Helix Energy Solutions Group entered into a credit agreement with a syndicated bank lending group in the amount of $900 million, consisting of a $600 million revolving credit facility and a $300 million term loan. The term loan will be funded in conjunction with the early redemption of the company’s remaining $275 million senior unsecured notes. The new facility replaces the company’s existing credit facility that would have expired in July 2015.

Merrill Lynch, Pierce Fenner & Smith and Wells Fargo Securities acted as joint lead arrangers and joint bookrunning managers of the new facilities. Bank of America will continue to serve as administrative agent.

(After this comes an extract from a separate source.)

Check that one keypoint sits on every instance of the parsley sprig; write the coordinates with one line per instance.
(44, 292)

The key features of the new secured credit facility include:

  • Initial pricing at LIBOR plus 275 basis points, with an undrawn fee of 50 basis points;

  • Annual amortization payments on the term loan of 5% in years one and two, and 10% per annum in years three through five with a balloon payment at maturity;

  • $200 million accordion feature; and

  • 5-year-term

    “The new credit facility along with the early redemption of our senior unsecured notes provides Helix with a lower cost of capital along with the financial support to execute our strategy of growing our well intervention and robotics businesses,” commented Anthony Tripodo, executive vice president and chief financial officer of Helix.

    Helix Energy Solutions Group, headquartered in Houston, TX, is an international offshore energy company that provides key life of field services to the energy market.